I had a great weekend in Open B. This is my first season really shooting and Metropolis was my best finish score yet. I shot 388 with 17 12's (man those 4 5's and a blank hurt!) and had a blast.

Thanks to the ASA for such a great format.


----------



## bhtr3d (Feb 13, 2004)

GMBowPro said:


> I had a great weekend in Open B. This is my first season really shooting and Metropolis was my best finish score yet. I shot 388 with 17 12's (man those 4 5's and a blank hurt!) and had a blast.
> 
> Thanks to the ASA for such a great format.



It was great to shoot with you Lane..... and I am thankful you all on my stake got me the help as fast as you all did. Thanks again.


----------



## geezer047 (Mar 11, 2007)

I didn't shoot this one, knew I couldn't deal with the heat. Cheerleader for my friends thou:wink: My boys didn't do too well either. Coyote got the oldest in SP fived it.
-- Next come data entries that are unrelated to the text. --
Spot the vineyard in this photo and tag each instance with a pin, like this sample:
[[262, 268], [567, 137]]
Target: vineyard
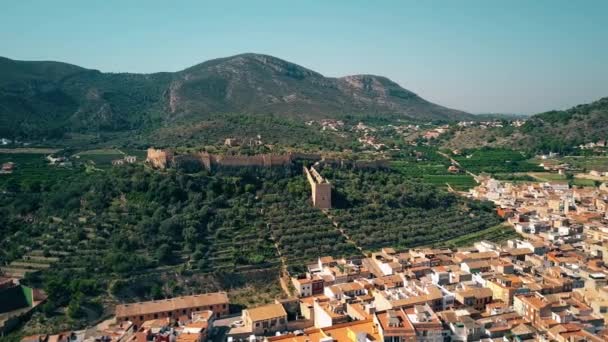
[[303, 233], [490, 160]]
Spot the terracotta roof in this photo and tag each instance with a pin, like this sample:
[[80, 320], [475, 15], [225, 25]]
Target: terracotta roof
[[265, 312], [172, 304]]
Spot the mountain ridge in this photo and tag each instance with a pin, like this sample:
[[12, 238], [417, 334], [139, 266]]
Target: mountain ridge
[[38, 97]]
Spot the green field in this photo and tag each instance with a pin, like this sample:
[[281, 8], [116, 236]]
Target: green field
[[31, 168], [490, 160], [100, 157], [554, 177], [583, 163], [461, 182], [497, 234]]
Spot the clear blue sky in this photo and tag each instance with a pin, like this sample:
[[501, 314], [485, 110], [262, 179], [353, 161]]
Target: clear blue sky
[[479, 56]]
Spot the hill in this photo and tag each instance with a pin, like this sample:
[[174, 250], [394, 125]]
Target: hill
[[557, 131], [48, 99]]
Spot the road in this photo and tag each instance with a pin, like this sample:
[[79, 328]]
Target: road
[[455, 162]]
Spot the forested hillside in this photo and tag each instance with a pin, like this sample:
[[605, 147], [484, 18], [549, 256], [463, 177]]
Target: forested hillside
[[124, 233], [557, 131], [51, 99]]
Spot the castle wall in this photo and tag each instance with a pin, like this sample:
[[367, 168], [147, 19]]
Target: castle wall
[[160, 159], [320, 189]]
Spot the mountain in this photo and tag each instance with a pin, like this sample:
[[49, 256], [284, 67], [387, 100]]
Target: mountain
[[557, 131], [49, 98], [564, 129], [500, 116]]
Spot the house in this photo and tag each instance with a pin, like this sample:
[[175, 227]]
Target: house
[[8, 167], [130, 159], [232, 142], [173, 308], [476, 298], [308, 286], [533, 307], [394, 326], [266, 319], [346, 291]]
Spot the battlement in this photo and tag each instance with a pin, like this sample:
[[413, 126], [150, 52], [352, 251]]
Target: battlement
[[160, 159]]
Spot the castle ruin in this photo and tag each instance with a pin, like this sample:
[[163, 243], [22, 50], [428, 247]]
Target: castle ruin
[[320, 188]]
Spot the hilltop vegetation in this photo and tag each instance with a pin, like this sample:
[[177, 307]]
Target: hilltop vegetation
[[51, 99], [556, 131], [131, 233]]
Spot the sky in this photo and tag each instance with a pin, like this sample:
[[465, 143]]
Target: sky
[[479, 56]]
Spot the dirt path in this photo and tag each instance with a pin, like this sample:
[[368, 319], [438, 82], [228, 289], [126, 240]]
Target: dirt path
[[455, 162], [341, 230]]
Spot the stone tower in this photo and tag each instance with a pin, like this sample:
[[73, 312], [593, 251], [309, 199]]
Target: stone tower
[[320, 187]]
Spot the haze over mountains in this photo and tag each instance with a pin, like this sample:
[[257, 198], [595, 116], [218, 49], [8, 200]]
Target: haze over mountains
[[44, 96]]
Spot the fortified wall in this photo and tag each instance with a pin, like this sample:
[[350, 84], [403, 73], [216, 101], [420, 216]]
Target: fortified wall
[[160, 159], [355, 164], [320, 188]]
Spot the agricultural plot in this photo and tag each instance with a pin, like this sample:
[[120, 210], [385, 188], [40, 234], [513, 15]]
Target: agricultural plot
[[489, 160], [460, 182], [31, 168], [100, 157], [239, 239], [304, 233], [382, 209]]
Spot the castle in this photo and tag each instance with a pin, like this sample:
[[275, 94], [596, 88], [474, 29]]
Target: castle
[[321, 189], [162, 159]]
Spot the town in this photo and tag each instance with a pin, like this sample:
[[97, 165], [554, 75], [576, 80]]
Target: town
[[548, 285]]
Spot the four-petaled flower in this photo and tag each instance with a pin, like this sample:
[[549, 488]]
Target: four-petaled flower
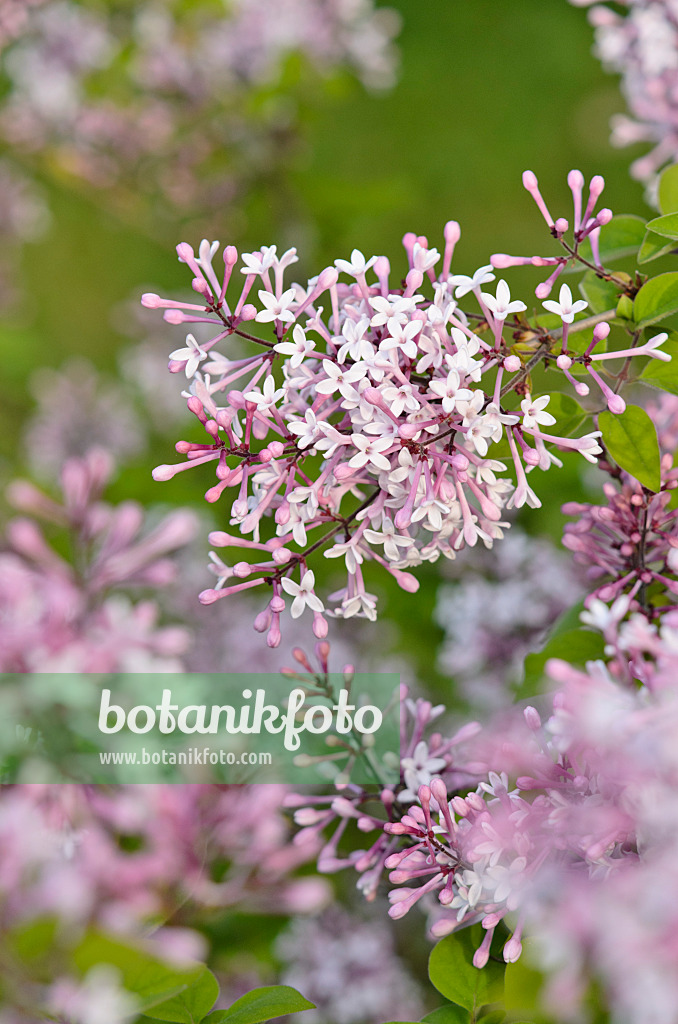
[[193, 353], [501, 305], [450, 390], [298, 348], [463, 284], [357, 264], [276, 308], [302, 593], [565, 308], [534, 412], [267, 396], [370, 450]]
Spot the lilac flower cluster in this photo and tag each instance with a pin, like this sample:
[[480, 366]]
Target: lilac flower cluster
[[630, 544], [389, 388], [348, 967], [579, 803], [141, 862], [641, 45], [497, 609], [174, 128], [73, 615], [552, 822]]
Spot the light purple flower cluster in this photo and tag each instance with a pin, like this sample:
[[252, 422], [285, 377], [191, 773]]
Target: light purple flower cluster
[[630, 545], [141, 862], [641, 44], [73, 615], [591, 807], [175, 128], [497, 608], [366, 418], [424, 754], [348, 967]]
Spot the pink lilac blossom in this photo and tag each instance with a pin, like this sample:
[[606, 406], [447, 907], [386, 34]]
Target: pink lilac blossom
[[61, 615], [589, 794], [387, 388], [348, 967], [79, 410], [145, 863], [630, 544], [424, 754], [178, 127], [640, 43], [497, 610]]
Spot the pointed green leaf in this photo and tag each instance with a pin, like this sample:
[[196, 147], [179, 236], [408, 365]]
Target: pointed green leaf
[[622, 237], [523, 986], [657, 299], [664, 375], [452, 972], [653, 246], [451, 1014], [625, 308], [192, 1005], [600, 295], [150, 979], [631, 440], [577, 646], [261, 1005], [668, 190], [667, 226]]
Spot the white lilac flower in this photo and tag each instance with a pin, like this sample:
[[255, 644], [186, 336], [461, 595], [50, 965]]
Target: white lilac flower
[[302, 593], [564, 307]]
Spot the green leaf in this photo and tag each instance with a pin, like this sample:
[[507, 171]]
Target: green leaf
[[600, 295], [522, 987], [625, 308], [192, 1005], [452, 972], [657, 299], [261, 1005], [668, 192], [631, 440], [653, 246], [577, 646], [451, 1014], [667, 226], [664, 375], [568, 414], [150, 979], [34, 940], [622, 237]]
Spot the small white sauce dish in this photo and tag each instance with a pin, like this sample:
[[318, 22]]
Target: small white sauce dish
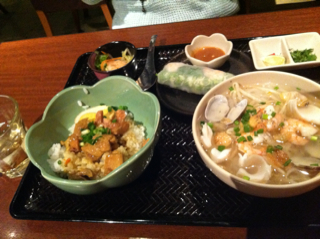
[[281, 46], [217, 40]]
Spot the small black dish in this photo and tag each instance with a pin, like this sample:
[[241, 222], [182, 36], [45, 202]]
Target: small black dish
[[114, 48]]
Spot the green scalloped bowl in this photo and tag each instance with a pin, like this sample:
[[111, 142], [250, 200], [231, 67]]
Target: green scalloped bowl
[[60, 113]]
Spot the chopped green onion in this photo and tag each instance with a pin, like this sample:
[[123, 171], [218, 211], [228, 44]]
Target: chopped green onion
[[287, 163], [84, 132], [236, 129], [246, 128], [279, 147], [221, 148], [314, 138], [246, 178], [241, 139], [270, 149], [123, 108], [260, 130]]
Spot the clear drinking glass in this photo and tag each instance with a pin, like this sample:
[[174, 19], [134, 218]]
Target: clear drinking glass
[[13, 159]]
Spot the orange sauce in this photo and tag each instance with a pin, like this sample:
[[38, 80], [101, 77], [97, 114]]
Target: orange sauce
[[207, 54]]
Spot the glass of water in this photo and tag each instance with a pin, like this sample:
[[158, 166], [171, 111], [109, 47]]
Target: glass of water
[[13, 158]]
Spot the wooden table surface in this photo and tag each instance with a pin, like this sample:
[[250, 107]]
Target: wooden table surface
[[33, 71]]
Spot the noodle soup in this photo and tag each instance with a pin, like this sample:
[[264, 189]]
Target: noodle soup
[[267, 142], [258, 133]]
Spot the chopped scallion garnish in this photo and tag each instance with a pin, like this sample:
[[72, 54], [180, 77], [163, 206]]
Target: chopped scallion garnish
[[287, 163], [314, 138], [259, 131], [279, 147], [270, 149], [246, 128], [221, 148], [246, 178], [236, 129], [241, 139]]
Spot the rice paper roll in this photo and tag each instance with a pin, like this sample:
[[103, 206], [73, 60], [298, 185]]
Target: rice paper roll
[[190, 78]]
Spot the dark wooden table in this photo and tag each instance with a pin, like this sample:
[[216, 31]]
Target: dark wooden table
[[33, 71]]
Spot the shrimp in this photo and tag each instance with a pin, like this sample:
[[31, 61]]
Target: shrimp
[[296, 131], [222, 138], [271, 124], [277, 158], [274, 123]]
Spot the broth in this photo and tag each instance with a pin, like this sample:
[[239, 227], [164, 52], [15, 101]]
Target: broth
[[256, 141]]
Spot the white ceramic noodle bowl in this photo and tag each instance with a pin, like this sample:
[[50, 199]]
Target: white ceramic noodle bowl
[[256, 189]]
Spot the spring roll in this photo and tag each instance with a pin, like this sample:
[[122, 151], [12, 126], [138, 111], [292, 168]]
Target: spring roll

Middle one had a bad day Sat. but recovered some on Sun.
Congrats to friend Danielle for win in Womens Open and Kailey for win in Pro Womens. 
Got to pick on Froto Sunday, about cleaning up:wink:good young man
Charlie


----------



## pointndog (Jul 14, 2005)

bhtr3d said:


> It was great to shoot with you Lane..... and I am thankful you all on my stake got me the help as fast as you all did. Thanks again.


Tim what happened??


----------



## SET THE HOOK (Dec 30, 2004)

bhtr3d said:


> It was great to shoot with you Lane..... and I am thankful you all on my stake got me the help as fast as you all did. Thanks again.


Glad your ok!! I was on the other side of the road from you, people did a great job with the situation.


----------



## Archerbruce (Feb 18, 2008)

I finally had my head in the game this weekend and finished 2nd in K-45.


----------



## Daniel Boone (May 31, 2002)

Archerbruce said:


> I finally had my head in the game this weekend and finished 2nd in K-45.


Congrats on some good shooting
DB


----------



## tmorelli (Jul 31, 2005)

Archerbruce said:


> I finally had my head in the game this weekend and finished 2nd in K-45.












Congrats Bruce! I had this on my phone. It was nice meeting you.

typed slowly and with many errors on this touchscreen.......


----------



## bhtr3d (Feb 13, 2004)

pointndog said:


> Tim what happened??


I had a major run in with heat exhaustion....


----------



## ABTABB (Apr 4, 2007)

bhtr3d said:


> I had a major run in with heat exhaustion....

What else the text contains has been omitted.